PlasmaSELECT-R64, manufactured by Personal Genome Diagnostics (PGDx), evaluates a targeted panel of 64 genes that have biological and functional relevance in making treatment decisions. PGDx announced the expanded version of its PlasmaSELECT assay in March of 2017.
“We are proud to launch the revolutionary PlasmaSELECT 64 expanded assay just six months after we introduced the most accurate, clinically actionable liquid biopsy tumor profiling assay to the market,” said Doug Ward, Chief Executive Officer at PGDx, in a press release. “This update is the first liquid biopsy assay that includes MSI (microsatellite instability) testing as a biomarker for high tumor mutational load, thereby providing cancer patients and their oncologists with information on whether they might be candidates for immuno-oncology therapies. The ability to generate DNA tumor profiling non-invasively using blood or plasma offers many advantages and makes genomic testing more accessible and usable.”

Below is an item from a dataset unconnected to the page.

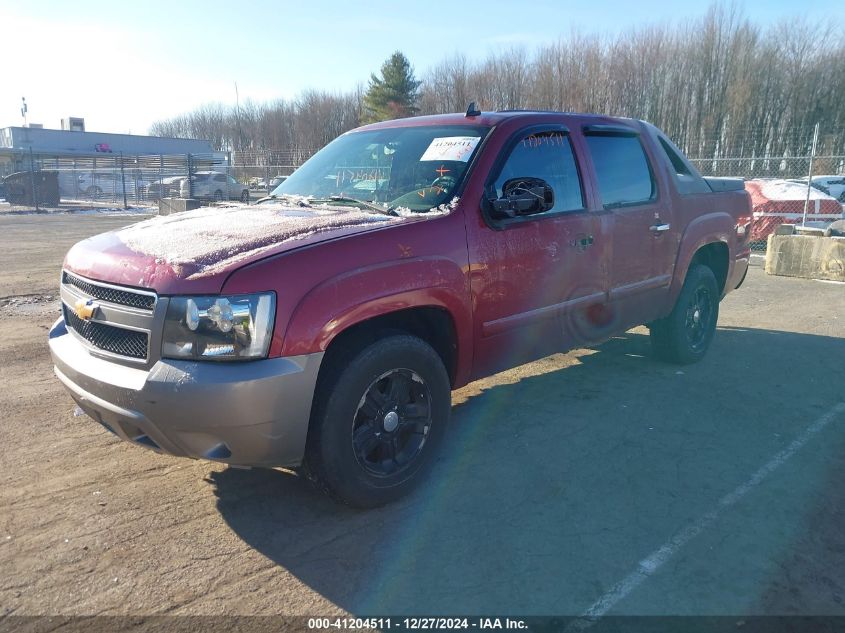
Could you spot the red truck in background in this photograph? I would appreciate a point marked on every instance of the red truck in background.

Regulations of LDTs Could be Needed to Improve Liquid Biopsy Tests
There are pathologists and clinical laboratory professionals who believe the technology behind liquid biopsies is not yet reliable enough for clinical use. The tests are being offered as LDTs, which are internally developed and validated, and the Food and Drug Administration (FDA) allows LDTs to be sold without regulatory reviews at this time. However, there are discussions regarding if and how to regulate LDTs, the outcome of which could impact how clinical laboratories are allowed to market the LDTs they develop.
Clearly, liquid biopsies are still in their relatively early stages of development. More testing and evaluation is needed to determine their efficacy. However, their potential to revolutionize cancer detection and care is obvious and a strong motivator for LTD developers, which means there will be future developments worth noting.